I’m trawling through the message inbox on my phone in a mild fit of pique; I need to find a number that my husband sent me weeks ago, which I should have saved to my contact list but haven’t. I rarely delete, so I know the number is there somewhere. I suggest he checks his sent items.

“No point,” he says, buttering toast. “I deleted everything the day before yesterday.”

I continue scrolling down through my inbox. Most of the 226 messages are from my daughters and take the form of urgent demands plus smiley emoticons:

can u get credit 4 me PLEASE:):) ILY xx dad says get milk.

I ignore them and open my husband’s, which operate on exactly the same principle, minus smiley emoticons:

Bicycle pump from Murph’s, tea-bags, dog food from vet not Dunnes k? Ta.

No number, I think, scrolling down. I open them one by one. Most are variations on the following theme:

Stop at garage girls say desperate for choc. Snickers 4 me pls. Teabags. Ta.

I begin to ponder the use to which we, as a family, put our phones, when I scroll down and open:

Get loo paper, onions and chimney cowl from co-op. Ta.

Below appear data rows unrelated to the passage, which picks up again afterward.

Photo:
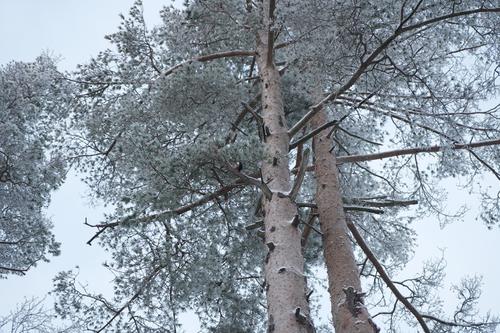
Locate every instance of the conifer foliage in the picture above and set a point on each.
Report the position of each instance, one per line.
(222, 135)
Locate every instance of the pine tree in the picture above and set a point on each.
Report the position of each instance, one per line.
(194, 130)
(32, 114)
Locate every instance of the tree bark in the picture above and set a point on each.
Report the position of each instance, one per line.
(344, 285)
(288, 310)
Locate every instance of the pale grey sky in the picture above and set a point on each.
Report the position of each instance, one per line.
(74, 30)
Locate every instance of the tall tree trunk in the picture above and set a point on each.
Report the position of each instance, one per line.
(348, 312)
(288, 310)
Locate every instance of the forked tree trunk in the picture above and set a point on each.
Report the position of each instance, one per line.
(288, 311)
(348, 312)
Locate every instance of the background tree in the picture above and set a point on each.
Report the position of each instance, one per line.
(32, 316)
(31, 122)
(157, 122)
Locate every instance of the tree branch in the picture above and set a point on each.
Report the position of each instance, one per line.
(300, 175)
(384, 276)
(411, 151)
(208, 57)
(375, 53)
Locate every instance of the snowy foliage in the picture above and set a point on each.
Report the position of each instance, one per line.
(32, 115)
(155, 127)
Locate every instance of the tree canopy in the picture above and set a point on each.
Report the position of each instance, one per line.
(217, 131)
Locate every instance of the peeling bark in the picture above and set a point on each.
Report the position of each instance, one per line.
(348, 311)
(284, 268)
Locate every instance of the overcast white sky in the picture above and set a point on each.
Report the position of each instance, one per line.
(74, 30)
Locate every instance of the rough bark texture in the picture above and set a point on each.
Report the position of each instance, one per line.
(284, 268)
(348, 312)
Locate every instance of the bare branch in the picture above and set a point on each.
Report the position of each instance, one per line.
(300, 175)
(375, 53)
(412, 151)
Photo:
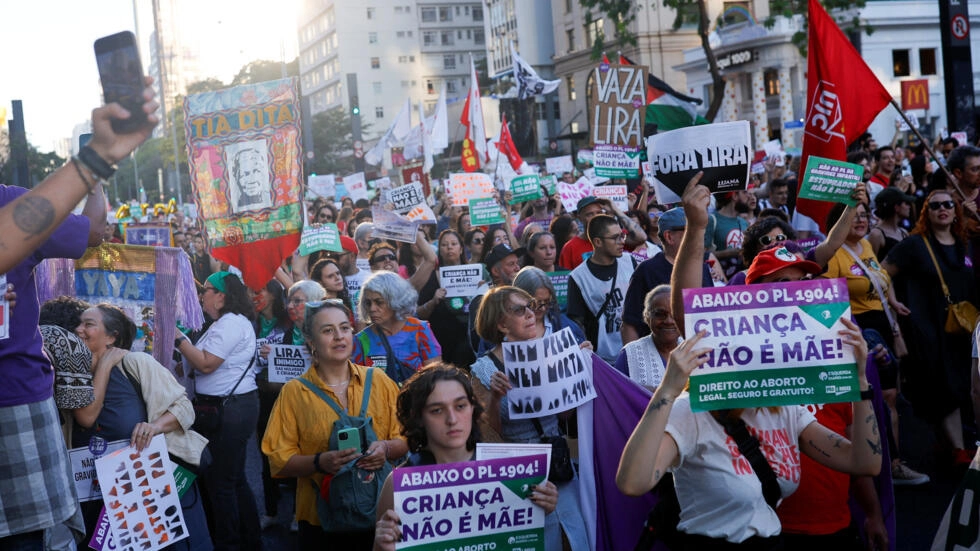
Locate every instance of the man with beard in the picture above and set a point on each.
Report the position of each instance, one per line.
(725, 227)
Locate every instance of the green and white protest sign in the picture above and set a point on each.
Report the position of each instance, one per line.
(471, 505)
(526, 187)
(323, 238)
(830, 180)
(771, 345)
(485, 211)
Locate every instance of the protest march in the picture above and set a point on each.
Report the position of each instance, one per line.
(673, 328)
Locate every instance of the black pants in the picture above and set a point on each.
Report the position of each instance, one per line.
(233, 514)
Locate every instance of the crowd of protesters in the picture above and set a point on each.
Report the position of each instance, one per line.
(390, 350)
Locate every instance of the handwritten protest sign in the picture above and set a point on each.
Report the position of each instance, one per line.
(559, 280)
(830, 180)
(322, 186)
(773, 344)
(140, 496)
(548, 375)
(287, 362)
(559, 165)
(409, 201)
(461, 281)
(469, 185)
(526, 187)
(83, 467)
(471, 505)
(388, 225)
(323, 238)
(723, 151)
(571, 193)
(484, 212)
(615, 194)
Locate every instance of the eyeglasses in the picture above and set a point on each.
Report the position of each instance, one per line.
(936, 205)
(767, 240)
(383, 258)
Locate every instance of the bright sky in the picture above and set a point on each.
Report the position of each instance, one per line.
(49, 64)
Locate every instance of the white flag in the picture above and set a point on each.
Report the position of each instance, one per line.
(529, 84)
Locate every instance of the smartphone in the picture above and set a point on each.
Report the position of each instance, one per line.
(349, 438)
(121, 73)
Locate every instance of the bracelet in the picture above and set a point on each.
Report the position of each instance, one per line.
(99, 166)
(89, 182)
(868, 394)
(316, 463)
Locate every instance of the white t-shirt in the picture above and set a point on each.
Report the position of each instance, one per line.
(232, 337)
(719, 492)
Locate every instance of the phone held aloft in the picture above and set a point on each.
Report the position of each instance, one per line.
(121, 73)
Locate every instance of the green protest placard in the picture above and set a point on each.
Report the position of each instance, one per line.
(484, 212)
(323, 238)
(524, 188)
(559, 280)
(830, 180)
(772, 344)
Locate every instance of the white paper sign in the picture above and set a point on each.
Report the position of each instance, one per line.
(287, 362)
(140, 496)
(548, 375)
(461, 281)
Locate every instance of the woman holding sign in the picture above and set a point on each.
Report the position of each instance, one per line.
(440, 413)
(508, 313)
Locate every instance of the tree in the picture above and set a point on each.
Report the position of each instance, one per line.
(623, 14)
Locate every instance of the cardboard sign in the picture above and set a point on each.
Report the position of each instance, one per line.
(287, 362)
(559, 165)
(571, 193)
(471, 505)
(830, 180)
(323, 238)
(140, 495)
(461, 281)
(322, 186)
(771, 344)
(524, 188)
(615, 194)
(484, 212)
(548, 375)
(83, 468)
(469, 185)
(356, 186)
(723, 151)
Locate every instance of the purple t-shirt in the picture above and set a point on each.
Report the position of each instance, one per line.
(26, 373)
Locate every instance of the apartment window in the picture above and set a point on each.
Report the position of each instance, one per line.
(927, 61)
(900, 63)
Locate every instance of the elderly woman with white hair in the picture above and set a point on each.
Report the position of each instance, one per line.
(396, 341)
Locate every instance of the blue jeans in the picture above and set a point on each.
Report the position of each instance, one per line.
(234, 516)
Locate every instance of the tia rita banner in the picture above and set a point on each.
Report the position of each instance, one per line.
(243, 145)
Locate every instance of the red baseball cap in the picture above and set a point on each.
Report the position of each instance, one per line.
(772, 260)
(348, 244)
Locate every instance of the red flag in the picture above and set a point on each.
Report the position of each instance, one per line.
(505, 144)
(843, 98)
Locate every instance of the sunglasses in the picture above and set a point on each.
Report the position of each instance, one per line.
(383, 258)
(936, 205)
(767, 240)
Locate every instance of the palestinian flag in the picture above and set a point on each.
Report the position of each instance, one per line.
(667, 108)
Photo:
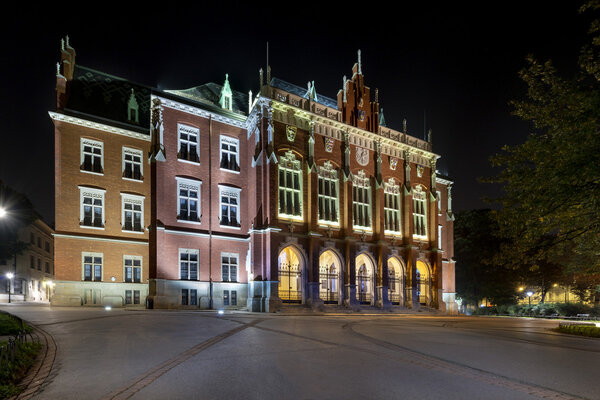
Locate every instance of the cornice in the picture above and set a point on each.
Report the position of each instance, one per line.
(98, 126)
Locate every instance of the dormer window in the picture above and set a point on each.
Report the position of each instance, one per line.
(226, 95)
(133, 109)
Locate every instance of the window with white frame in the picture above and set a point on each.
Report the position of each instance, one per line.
(188, 143)
(361, 201)
(132, 164)
(290, 186)
(230, 153)
(133, 212)
(420, 212)
(92, 266)
(392, 207)
(230, 205)
(132, 269)
(92, 159)
(229, 267)
(328, 194)
(188, 264)
(188, 200)
(91, 207)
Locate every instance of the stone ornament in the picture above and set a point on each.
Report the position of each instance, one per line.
(291, 132)
(362, 156)
(329, 144)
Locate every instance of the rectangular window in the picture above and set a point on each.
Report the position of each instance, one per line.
(133, 212)
(188, 200)
(225, 297)
(132, 164)
(229, 267)
(132, 269)
(91, 156)
(419, 213)
(230, 209)
(188, 143)
(328, 200)
(92, 266)
(230, 154)
(92, 207)
(188, 264)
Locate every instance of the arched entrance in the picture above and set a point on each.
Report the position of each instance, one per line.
(395, 281)
(364, 279)
(423, 282)
(290, 275)
(330, 269)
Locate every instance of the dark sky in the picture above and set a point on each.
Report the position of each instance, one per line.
(459, 62)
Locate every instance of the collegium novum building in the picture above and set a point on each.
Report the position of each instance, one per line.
(210, 198)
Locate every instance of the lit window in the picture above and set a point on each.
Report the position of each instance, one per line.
(133, 212)
(230, 206)
(188, 200)
(132, 164)
(419, 213)
(92, 266)
(188, 264)
(92, 207)
(91, 156)
(290, 186)
(229, 267)
(230, 153)
(328, 194)
(132, 269)
(188, 143)
(361, 201)
(392, 206)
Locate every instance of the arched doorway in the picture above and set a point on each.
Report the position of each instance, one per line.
(423, 282)
(330, 269)
(364, 279)
(395, 281)
(290, 275)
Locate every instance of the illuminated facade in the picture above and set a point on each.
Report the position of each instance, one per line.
(287, 196)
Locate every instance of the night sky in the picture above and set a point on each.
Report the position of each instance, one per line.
(458, 63)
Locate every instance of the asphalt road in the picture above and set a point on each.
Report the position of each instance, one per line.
(121, 354)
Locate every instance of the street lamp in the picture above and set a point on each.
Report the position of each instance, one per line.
(9, 275)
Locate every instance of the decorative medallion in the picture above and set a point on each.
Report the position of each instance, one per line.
(362, 156)
(329, 144)
(291, 132)
(361, 115)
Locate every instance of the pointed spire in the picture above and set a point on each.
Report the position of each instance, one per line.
(381, 118)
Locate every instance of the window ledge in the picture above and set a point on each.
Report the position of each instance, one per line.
(188, 162)
(230, 170)
(185, 221)
(85, 171)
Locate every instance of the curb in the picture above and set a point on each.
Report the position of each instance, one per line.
(41, 368)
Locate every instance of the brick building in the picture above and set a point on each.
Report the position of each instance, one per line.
(252, 201)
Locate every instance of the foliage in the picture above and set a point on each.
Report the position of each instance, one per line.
(477, 277)
(19, 214)
(551, 182)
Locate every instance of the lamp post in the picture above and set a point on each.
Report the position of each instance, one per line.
(9, 275)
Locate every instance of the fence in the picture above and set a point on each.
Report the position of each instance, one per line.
(12, 349)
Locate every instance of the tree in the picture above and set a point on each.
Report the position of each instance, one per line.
(477, 275)
(551, 183)
(19, 213)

At this point, I think, “what a waste of technological sophistication and mind-bogglingly complex electronics.” I scroll down through many, many requests for many, many goods and services. The banality is stretching the limits of my credulity. I stop scrolling. “Romance is dead,” I say. My husband is spreading Marmite on his toast. “What?” he says. “Romance is dead,” I repeat. I read him one of the least whimsical texts I can find:

Slow puncture in back tyre, can you pick up spare at Maxol. And bleach cos fecking cat shat in porch. Ta.

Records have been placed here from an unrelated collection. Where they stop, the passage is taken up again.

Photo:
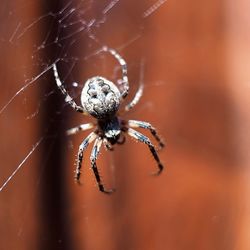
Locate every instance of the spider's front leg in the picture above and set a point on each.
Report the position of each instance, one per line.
(142, 138)
(93, 158)
(92, 136)
(68, 98)
(123, 64)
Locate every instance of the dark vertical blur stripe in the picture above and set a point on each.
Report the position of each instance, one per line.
(55, 231)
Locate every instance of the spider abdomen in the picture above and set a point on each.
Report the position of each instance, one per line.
(100, 97)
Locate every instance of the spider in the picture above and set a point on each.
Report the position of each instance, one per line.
(101, 99)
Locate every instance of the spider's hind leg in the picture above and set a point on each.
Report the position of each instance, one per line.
(147, 125)
(79, 128)
(142, 138)
(93, 158)
(82, 148)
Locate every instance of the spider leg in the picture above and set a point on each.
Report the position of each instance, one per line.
(68, 98)
(77, 129)
(93, 158)
(142, 138)
(82, 147)
(107, 144)
(123, 64)
(139, 92)
(146, 125)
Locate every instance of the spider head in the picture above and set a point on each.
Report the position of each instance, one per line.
(100, 97)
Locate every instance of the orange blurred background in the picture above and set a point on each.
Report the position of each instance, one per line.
(196, 94)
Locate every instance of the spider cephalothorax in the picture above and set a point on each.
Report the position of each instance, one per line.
(101, 99)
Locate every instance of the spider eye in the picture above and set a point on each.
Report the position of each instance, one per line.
(93, 93)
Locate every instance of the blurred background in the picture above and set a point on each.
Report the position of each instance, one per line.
(196, 79)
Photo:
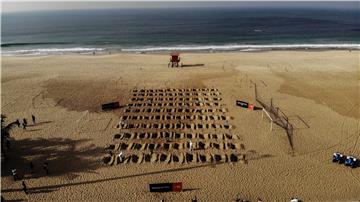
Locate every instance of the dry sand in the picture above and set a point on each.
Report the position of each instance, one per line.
(319, 91)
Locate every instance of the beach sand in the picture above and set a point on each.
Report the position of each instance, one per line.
(318, 91)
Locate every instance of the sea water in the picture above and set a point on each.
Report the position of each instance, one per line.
(183, 29)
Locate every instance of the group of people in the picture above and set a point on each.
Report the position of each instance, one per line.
(31, 166)
(24, 124)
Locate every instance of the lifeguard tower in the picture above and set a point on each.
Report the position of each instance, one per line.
(174, 59)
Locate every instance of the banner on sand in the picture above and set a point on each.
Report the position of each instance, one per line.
(166, 187)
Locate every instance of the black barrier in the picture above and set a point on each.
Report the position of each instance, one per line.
(242, 104)
(166, 187)
(110, 106)
(162, 187)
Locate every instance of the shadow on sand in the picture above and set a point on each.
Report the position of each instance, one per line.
(64, 156)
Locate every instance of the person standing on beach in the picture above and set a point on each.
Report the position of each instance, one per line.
(24, 126)
(17, 123)
(31, 167)
(24, 187)
(25, 121)
(121, 156)
(45, 167)
(33, 119)
(14, 174)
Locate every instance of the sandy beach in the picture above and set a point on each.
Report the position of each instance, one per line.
(319, 91)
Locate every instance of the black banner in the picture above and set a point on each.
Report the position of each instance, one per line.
(110, 106)
(242, 104)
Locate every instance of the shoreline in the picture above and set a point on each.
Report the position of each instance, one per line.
(104, 53)
(178, 48)
(318, 91)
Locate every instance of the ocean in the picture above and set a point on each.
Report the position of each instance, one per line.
(182, 29)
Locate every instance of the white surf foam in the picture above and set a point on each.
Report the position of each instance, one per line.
(244, 47)
(46, 51)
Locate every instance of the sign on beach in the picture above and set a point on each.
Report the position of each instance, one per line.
(166, 187)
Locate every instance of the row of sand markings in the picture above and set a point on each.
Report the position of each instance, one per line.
(199, 145)
(180, 158)
(173, 135)
(191, 126)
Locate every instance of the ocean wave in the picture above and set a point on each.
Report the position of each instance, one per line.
(204, 48)
(30, 44)
(46, 51)
(244, 47)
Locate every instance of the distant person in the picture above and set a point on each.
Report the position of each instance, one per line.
(24, 126)
(46, 168)
(31, 167)
(24, 187)
(17, 123)
(7, 144)
(33, 119)
(25, 121)
(14, 174)
(121, 156)
(190, 145)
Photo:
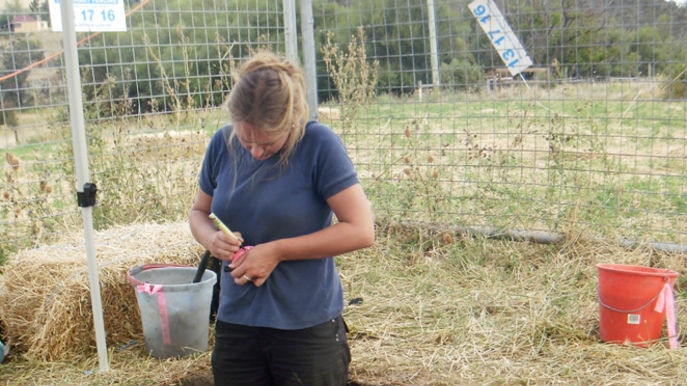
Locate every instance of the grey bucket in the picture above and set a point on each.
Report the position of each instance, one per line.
(174, 310)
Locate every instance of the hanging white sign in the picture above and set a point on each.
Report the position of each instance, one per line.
(91, 15)
(501, 35)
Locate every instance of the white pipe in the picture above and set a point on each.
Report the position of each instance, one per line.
(81, 164)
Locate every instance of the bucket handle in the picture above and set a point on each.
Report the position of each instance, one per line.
(629, 311)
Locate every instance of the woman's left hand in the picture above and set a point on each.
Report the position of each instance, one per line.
(255, 265)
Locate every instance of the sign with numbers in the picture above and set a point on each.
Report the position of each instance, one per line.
(91, 15)
(501, 35)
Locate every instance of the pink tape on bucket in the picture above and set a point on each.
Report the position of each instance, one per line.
(156, 289)
(666, 302)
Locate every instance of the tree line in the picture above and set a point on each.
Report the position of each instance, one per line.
(179, 54)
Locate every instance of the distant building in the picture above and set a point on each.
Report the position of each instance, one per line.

“You should read your texts,” he says. “They’re savage.” It’s clear that he’s not using the word ‘savage’ in the same way in which my children use it — to mean indescribably fantastic. “At least I put ‘ta’ at the end,” he says. “Look,” he says, taking his phone from his pocket. After some mad thumb action, he says: “Read that!” He hands me his phone with a dramatic flourish. In his inbox, I read an old message that I have sent him:

I’ve cleaned the house for four hours today.

Next time someone asks me what I do for a living I will say I am a DRUDGE.

Marriage is a con.

He’s right; there is no ‘ta’. “But look! Look at that one!” I point to:

sorry I was grumpy, think I’m low on carbs. X

“There’s an ‘X’ on that one,” I say.

“Rare,” he says. “Your texts are savage.” “Business-like,” I suggest. He says, “sorry, but if it’s romance you’re talking about, your texts are worse than mine.” I have to agree with him. He passes me some toast. “If I lost my phone, the person who found it would guess my relationship status straight away,” I say. “It shouts married.”

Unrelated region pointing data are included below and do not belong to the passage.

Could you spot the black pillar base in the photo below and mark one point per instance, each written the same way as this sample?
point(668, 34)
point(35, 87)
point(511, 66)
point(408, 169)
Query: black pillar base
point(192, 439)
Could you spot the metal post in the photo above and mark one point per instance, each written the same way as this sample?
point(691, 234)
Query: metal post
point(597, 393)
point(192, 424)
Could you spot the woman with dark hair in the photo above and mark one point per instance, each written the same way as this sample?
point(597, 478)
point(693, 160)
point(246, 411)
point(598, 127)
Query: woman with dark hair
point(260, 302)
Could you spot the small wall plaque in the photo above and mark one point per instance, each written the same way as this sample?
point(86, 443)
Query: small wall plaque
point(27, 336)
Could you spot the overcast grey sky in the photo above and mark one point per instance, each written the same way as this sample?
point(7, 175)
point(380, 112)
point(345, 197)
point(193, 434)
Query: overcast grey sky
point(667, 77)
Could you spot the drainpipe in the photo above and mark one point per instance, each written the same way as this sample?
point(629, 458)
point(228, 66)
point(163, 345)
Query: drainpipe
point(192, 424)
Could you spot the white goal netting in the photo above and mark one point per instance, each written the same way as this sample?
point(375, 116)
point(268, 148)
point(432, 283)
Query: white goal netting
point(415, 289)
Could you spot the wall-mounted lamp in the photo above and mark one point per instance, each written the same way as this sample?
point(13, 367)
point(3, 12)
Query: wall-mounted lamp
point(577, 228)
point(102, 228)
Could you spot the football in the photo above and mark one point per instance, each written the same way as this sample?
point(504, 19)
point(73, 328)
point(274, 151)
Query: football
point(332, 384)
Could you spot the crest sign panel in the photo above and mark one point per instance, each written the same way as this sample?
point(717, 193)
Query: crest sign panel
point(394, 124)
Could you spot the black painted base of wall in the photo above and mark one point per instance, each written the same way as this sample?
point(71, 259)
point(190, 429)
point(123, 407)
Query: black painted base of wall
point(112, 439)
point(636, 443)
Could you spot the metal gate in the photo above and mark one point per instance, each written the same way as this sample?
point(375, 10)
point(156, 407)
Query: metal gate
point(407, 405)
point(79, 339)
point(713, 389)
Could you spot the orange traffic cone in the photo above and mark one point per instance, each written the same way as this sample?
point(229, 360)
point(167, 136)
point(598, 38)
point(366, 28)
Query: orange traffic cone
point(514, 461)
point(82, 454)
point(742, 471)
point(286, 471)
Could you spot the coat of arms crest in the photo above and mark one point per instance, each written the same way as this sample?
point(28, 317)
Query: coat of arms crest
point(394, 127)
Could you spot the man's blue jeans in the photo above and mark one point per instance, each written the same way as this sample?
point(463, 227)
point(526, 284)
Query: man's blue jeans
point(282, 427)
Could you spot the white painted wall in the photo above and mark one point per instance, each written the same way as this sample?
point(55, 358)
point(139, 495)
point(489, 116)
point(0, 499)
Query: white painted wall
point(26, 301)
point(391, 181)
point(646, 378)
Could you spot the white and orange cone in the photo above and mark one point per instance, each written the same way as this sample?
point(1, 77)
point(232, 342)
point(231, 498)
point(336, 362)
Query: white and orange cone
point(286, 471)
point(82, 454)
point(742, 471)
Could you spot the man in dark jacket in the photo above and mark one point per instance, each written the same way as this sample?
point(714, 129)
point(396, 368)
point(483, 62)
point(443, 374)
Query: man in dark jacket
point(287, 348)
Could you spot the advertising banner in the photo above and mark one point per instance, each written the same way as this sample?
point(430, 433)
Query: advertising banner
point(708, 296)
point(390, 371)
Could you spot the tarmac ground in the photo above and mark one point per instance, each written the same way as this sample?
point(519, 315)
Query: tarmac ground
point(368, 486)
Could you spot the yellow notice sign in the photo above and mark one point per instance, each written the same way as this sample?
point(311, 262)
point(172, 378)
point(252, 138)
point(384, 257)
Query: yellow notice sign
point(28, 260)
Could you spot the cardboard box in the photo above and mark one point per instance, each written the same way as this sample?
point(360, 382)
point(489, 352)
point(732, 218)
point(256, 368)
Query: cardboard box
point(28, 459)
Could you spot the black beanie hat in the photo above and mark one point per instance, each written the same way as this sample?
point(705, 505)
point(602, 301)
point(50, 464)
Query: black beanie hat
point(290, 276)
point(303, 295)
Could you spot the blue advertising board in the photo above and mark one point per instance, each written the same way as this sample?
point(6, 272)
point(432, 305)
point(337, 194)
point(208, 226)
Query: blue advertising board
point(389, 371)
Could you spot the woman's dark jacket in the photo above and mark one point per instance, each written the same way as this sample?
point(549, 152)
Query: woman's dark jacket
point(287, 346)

“I think they’d just think we forget to get teabags a lot,” he says.

“Not just tea bags,” I say. We both yawn; neither of us is in the mood to revise household-management strategies. “I’m off to bed,” he says, heading upstairs, “coming?” “In a sec,” I say. I like the kitchen at the end of the day when no one is in it and besides, I need to find that number.

I scroll idly for a while but I can hear my husband banging his pillows into a cosy shape for sleep upstairs. Bed beckons.

I wrestle the dogs into the porch and switch off the kitchen lights. While I fumble around in the dark for the sitting room door, my phone beeps. Its screen glows blue and square on the kitchen table. I pick it up, perhaps it’s one of my sons, I think, texting me at ungodly hours from abroad. Bizarrely, my husband’s name and number fills the screen.

I open and read:

Hey there sugartits, make a cup of tea and bring it up. I’ll make it worth your while. Who says romance is dead?